Il faudra qu’elle apprenne à vivre avec cette blessure et cet amour qu’elle croit inguérissable. Elle y arrivera et aura même la force, bien plus tard, de retourner voir cet homme pour lui dire ce qu’elle pense. Elle verra avec étonnement une autre jeune femme otage de cet homme devenu un vieillard. Elle apprendra aussi qu’elles ne furent pas les seules à vivre avec lui. Sa dernière illusion, celle de s’être crue unique, tombe alors.
Lorsqu’elle  retrouve, lors d’un déménagement, les nombreuses lettres de Salinger, elle les vend à un collectionneur sans même les relire.
Ce n’est qu’après la quarantaine qu’elle décide d’écrire ce livre,  brisant le sacro-saint  silence de Salinger sur sa vie. En fait, elle y raconte son enfance, mais aussi sa vie d’après, sa solitude, son mariage, ses enfants, ses séparations, sa survie.
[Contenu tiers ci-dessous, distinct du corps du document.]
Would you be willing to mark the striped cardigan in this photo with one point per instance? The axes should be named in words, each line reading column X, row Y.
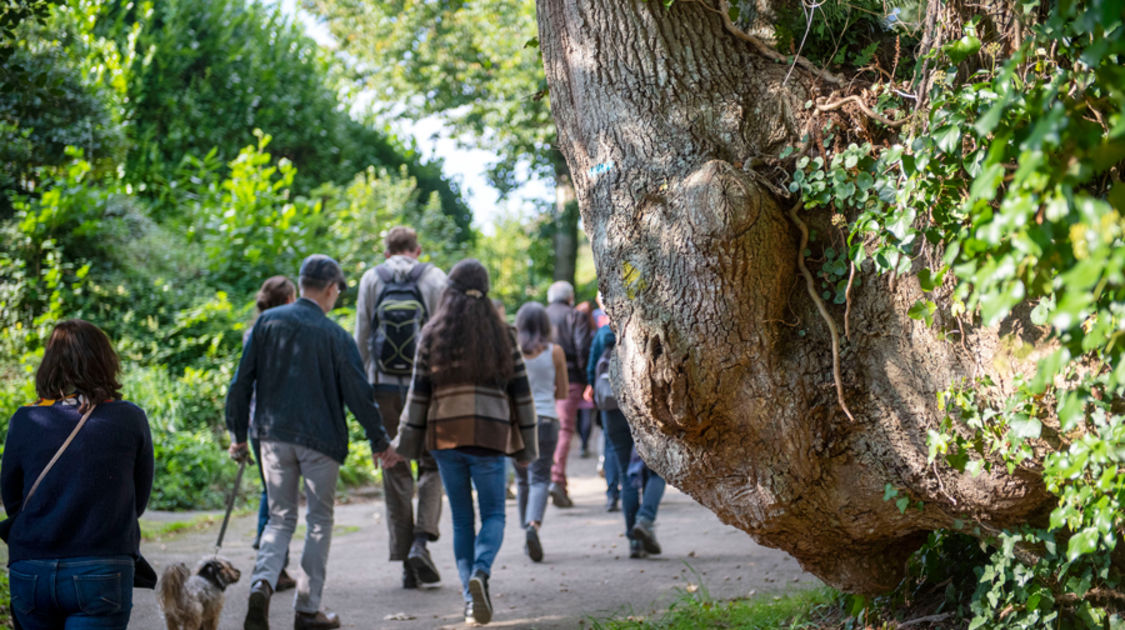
column 468, row 415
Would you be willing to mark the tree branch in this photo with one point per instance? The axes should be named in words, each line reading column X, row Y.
column 811, row 286
column 858, row 102
column 763, row 48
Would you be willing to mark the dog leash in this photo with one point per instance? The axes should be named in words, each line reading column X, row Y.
column 230, row 504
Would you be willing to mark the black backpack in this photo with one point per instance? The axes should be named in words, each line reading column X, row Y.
column 604, row 397
column 399, row 314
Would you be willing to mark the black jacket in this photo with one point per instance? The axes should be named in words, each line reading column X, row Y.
column 573, row 334
column 89, row 502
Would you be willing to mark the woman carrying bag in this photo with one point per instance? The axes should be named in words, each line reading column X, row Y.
column 77, row 474
column 470, row 406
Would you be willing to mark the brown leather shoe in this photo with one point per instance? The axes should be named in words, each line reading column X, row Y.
column 317, row 620
column 286, row 582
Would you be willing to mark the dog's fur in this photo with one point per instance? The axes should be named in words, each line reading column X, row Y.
column 194, row 602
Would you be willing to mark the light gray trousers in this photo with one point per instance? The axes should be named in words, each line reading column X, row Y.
column 398, row 485
column 284, row 465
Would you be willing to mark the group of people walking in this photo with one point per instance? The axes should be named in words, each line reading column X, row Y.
column 434, row 375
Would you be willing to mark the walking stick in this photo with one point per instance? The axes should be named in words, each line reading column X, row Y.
column 230, row 503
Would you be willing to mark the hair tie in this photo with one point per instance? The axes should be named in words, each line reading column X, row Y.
column 471, row 293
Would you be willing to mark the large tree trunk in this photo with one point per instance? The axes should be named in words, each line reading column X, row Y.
column 566, row 225
column 723, row 363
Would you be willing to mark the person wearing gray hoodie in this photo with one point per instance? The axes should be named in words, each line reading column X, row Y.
column 388, row 290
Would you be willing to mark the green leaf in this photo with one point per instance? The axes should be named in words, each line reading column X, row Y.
column 948, row 138
column 1025, row 426
column 1081, row 543
column 923, row 309
column 963, row 48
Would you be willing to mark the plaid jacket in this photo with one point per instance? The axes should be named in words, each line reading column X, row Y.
column 469, row 415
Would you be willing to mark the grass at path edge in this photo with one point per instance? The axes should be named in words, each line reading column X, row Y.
column 800, row 610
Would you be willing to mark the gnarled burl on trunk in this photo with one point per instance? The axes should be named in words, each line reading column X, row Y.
column 725, row 366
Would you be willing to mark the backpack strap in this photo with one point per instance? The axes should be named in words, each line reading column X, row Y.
column 417, row 270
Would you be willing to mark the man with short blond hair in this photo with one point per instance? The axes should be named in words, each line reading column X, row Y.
column 395, row 299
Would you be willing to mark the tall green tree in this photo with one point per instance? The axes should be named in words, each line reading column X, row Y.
column 475, row 65
column 207, row 74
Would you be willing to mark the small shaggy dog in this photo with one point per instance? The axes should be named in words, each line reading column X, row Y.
column 194, row 602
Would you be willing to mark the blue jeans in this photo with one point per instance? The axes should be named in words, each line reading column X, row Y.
column 474, row 550
column 621, row 442
column 72, row 593
column 610, row 466
column 532, row 482
column 648, row 484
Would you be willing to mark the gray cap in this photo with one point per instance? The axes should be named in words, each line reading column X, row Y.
column 320, row 267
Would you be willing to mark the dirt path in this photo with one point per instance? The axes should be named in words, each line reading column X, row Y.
column 586, row 570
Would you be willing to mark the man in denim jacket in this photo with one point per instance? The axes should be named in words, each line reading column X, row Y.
column 305, row 369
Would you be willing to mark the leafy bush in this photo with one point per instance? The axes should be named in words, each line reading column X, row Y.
column 1015, row 177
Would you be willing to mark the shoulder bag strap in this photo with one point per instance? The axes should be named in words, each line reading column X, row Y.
column 59, row 453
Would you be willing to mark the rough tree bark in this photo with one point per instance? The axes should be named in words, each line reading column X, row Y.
column 723, row 362
column 566, row 225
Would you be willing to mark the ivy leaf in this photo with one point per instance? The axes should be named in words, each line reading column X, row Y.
column 1026, row 426
column 923, row 309
column 947, row 137
column 1085, row 541
column 962, row 48
column 1042, row 312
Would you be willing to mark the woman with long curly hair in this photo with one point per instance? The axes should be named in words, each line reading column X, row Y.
column 470, row 406
column 74, row 533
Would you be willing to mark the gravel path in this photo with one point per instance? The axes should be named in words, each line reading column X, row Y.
column 586, row 572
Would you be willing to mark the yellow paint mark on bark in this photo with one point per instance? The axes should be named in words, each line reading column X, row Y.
column 632, row 280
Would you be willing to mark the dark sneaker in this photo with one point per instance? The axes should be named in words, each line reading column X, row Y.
column 286, row 582
column 419, row 559
column 482, row 604
column 258, row 614
column 533, row 548
column 558, row 496
column 410, row 581
column 642, row 531
column 317, row 620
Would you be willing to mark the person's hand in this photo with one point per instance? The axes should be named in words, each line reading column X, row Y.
column 240, row 452
column 389, row 457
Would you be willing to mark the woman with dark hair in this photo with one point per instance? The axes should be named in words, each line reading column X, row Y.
column 470, row 405
column 277, row 290
column 74, row 534
column 546, row 363
column 586, row 410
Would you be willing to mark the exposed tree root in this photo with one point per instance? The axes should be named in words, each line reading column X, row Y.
column 811, row 286
column 871, row 113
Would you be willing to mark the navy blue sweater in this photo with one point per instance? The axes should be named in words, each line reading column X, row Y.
column 89, row 503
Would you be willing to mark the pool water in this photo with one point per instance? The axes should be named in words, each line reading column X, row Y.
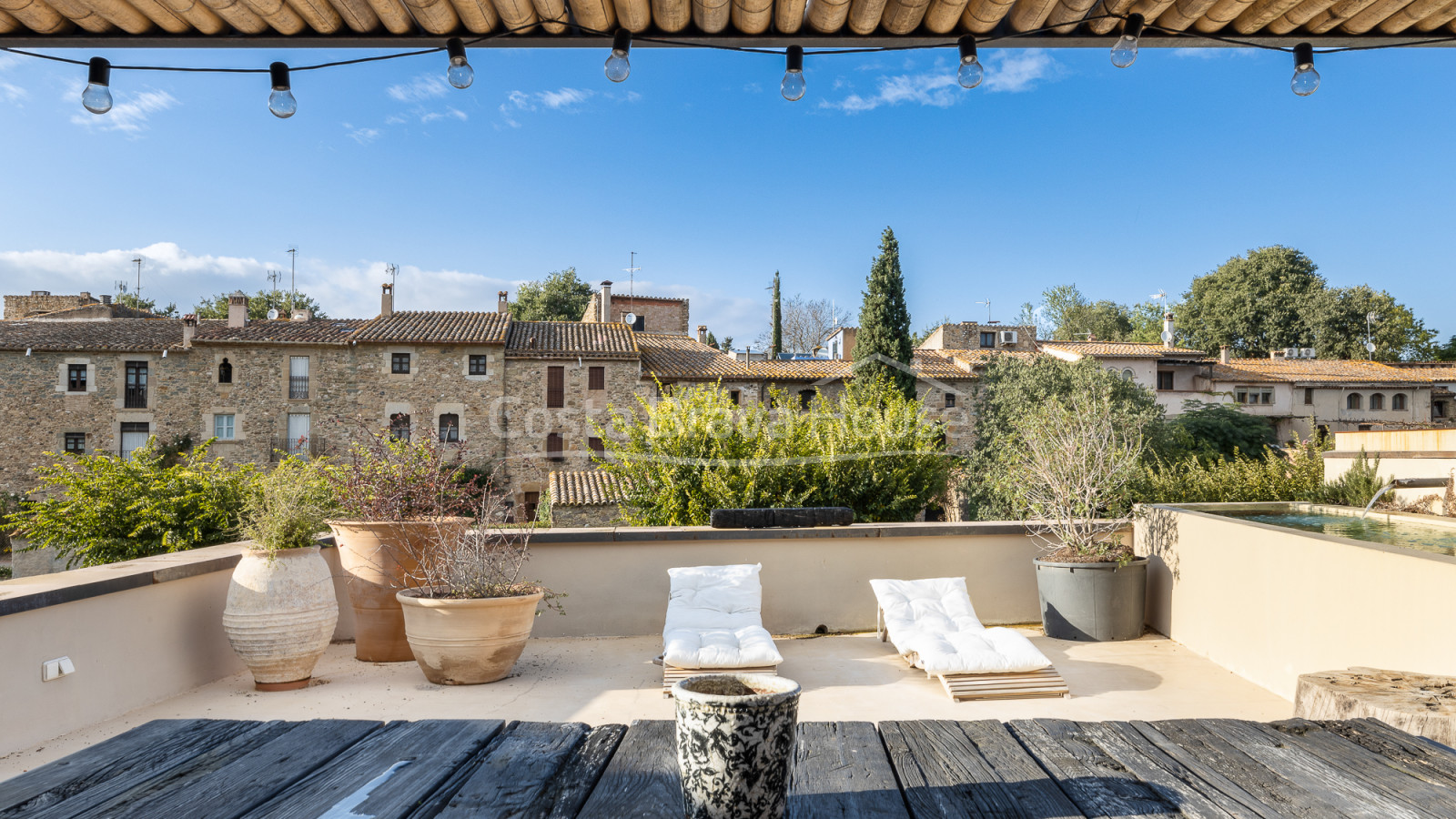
column 1373, row 530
Et c’est passionnant.
Passionnant parce qu’on y voit l’american way of life dans ce qu’elle a de plus légendaire, la vie des campus avec la libération de la jeunesse, mais aussi l’implacable processus de domination d’une personne sur une autre pour en faire sa victime non pas consentante, mais totalement sous influence.
Elle est écrivain et journaliste, comme elle l’avait rêvé enfant. L’un de ses livres  a été adapté au cinéma par Gus van Sandt, avec Nicole Kidman et Matt Dillon « to die for » (prête à tout) dans lequel elle joue un petit rôle.

Joyce Maynard. « Et devant moi, le monde ». 2011.  Ed. Philippe Rey. (1998 pour l’original « at home in the world : a memoir ».)